Она надвигалась на Адама, разъяренная. Тот еще пуще побледнел, махнул рукой.

— А! Уже слышал тысячу раз… Ну хорошо, ты работала, и хвала тебе за это. Я тоже не лежал брюхом вверх… Чего тут кипятиться? Здоровье было, работа была. И слава богу.

Ничто уже не могло остановить Розу. Она схватилась за сердце, за горло, не в силах выразить свое возмущение.

— Богу? — крикнула она наконец. — Опять ты тут со своим богом! «Слава богу», «Бог знает, что делает» — вот они, любимые твои словечки, а все чтобы самому стараться не думать и ничего не менять, хотя бы и к лучшему. А может, напомнить тебе еще одно словцо: «Бог дал — бог взял»? Что? Уже не помнишь, а?

Она напирала на Адама коленями, била его кулаком по плечу, точно стучалась этим своим дрожащим кулаком в закрытую дверь.

— Тогда я напомню… Вот как было… Казичек в жару, разметался в постели и дышит, дышит. Ротиком шевелит, как рыбка… А я на полу около кроватки. Уже не на коленях, и не сижу, сама уже не знаю, на каком я свете, хочется проломить этот пол и провалиться, — да хоть в пекло, лишь бы не видеть и не знать, не думать, не чувствовать этой боли кровавой, за то, что сделали с этим ребенком. И консилиум был, и операция была, и профессора привезли из Москвы, горлышко ему, подлецы, перерезали, сделали трахеотомию, — и нету, нету надежды! Лежит мой Казичек, глазки у него закрываются, белеют… И я это вижу — и ничего не могу. А ты — отец… Я тебе: «Адам! Спасай, не то я сойду с ума, спасай ребенка, — пыльные доски буду целовать под твоими ногами». А ты? Что ты на это? Свесил по-фарисейски голову, вот так, как сейчас, и говоришь масленым голосом: «Успокойся, Эвелина, успокойся… Ничего не поделаешь, милая моя, бог дал — бог взял, и не в силах человеческих противиться божьей воле». Вот что ты мне сказал, ты — отец! «Бог взял!» Взял, а малыш, вот он, лежит горячий — и дышит. И ждет от тебя помощи… А ты отдаешь его богу! Для тебя он уже потерян, уже «взят»… Ах, злодей, такой терпеливый злодей, — да ханжа ты, ведь это из-за тебя заболел ребенок… А то чей же еще ишиас массировал фельдшер в спальне? А ребенок стоит рядом и смеется: «Папу шлепают». А у фельдшера из кармана халата микробы дифтерита сыплются, как блохи! Ведь он же одновременно и городской дезинфектор! Так кто же его сам, на погибель собственному ребенку, привел в дом? А потом живого богу отдает? А? Кто? А может, и нарочно? Нарочно, да; потому что я Казика любила, потому что тогда он был для меня всем… Нарочно!
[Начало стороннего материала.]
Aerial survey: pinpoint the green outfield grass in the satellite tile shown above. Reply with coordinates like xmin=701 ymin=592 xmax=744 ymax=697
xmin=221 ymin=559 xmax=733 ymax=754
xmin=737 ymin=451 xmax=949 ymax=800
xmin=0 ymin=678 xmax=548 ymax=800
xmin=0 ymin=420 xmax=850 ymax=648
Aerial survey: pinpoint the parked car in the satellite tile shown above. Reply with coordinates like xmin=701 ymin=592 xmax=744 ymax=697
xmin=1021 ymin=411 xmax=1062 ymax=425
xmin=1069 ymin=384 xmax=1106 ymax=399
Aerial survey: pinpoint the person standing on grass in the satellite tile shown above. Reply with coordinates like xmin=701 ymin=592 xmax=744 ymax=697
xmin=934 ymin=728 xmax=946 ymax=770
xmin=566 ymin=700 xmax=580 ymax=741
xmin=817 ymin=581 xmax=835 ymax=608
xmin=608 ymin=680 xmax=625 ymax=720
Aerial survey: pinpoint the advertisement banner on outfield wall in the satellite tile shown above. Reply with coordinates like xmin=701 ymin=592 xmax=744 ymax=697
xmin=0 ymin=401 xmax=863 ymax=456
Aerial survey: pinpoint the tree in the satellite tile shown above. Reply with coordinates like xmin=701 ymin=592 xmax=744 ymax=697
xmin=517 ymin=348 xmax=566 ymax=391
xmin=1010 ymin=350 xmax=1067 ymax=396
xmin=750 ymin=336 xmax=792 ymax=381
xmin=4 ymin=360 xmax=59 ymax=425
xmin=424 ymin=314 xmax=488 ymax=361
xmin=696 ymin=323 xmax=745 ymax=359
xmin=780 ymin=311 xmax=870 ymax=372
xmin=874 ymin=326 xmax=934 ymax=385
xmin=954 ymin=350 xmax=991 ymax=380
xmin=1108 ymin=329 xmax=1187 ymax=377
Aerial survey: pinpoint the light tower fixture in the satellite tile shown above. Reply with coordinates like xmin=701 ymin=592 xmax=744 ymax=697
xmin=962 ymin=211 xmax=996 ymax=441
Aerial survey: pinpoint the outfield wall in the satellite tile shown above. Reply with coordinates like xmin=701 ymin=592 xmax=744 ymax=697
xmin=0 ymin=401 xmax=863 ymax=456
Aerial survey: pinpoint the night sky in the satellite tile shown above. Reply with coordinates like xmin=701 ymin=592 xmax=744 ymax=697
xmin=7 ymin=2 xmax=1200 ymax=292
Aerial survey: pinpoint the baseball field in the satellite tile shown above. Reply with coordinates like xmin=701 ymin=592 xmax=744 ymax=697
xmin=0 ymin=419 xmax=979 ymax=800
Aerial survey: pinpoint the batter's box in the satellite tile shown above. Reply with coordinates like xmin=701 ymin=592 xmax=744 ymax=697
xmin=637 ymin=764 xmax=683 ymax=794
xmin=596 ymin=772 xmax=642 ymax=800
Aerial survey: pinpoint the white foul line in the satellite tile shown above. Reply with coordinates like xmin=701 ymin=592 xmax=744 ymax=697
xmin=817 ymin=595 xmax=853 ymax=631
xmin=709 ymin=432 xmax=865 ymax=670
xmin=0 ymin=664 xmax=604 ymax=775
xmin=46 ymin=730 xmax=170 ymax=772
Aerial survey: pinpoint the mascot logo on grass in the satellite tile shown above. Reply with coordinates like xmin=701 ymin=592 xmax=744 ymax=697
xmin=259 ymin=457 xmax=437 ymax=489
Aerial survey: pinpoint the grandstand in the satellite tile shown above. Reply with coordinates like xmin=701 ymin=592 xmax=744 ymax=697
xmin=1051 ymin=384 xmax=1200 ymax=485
Адам встал с кресла. Он был уже не бледен. Он был сер и холоден, как истоптанный снег. Только глаза, чуть не вышедшие из орбит, — красные и горящие. Он хлестнул Розу взглядом и пошел на нее. Гнал ее перед собой, она пятилась к стене с бессмысленной улыбкой, обнажившей нижние зубы.

— Замолчи! Перестань! — хрипел Адам. — Не то убью!

Роза остановилась, столкнувшись с мужем грудью. Лицо, застывшее в гримасе ужаса, расправилось, она воскликнула тонким, высоким, девчоночьим голосом:

— Ну и убей! Убей, пожалуйста… может, и надо меня убить, как раз сегодня! — И, переведя дыхание: — Ты столько лет мордовал меня, не мог прикончить, может, сегодня удастся!

Адам схватил ее за плечо. Видно было, что слова душат его, слишком много их, страшных, теснилось в груди, и поэтому он ничего не может сказать; щеки у него обвисли, налившиеся кровью глаза застилало безумие, задавленная ненависть поднялась со дна, крепла, росла и вот — в блеске ее — стоял перед Розой новый, грозный человек. Самозабвенно, со свирепой радостью он тряс седую Розу за плечи, как будто открыл наконец своего врага.

— Ты, ты… — шептал Адам.

Это был мстительный шепот раба, предвкушающего счастье убийства. Он наклонился к жене, лицом к лицу, и, впиваясь в нее этим новым ненавидящим взглядом, переживал миг освобождения, миг возрождения. Он перестал ее трясти, выставил белую бороду, которая словно ощетинилась тысячью жал, гнев очищал его, напрягал, просветлял, точно акт сладострастия. Кажется, уже больше ничего не могло быть между этими двумя — кроме смерти.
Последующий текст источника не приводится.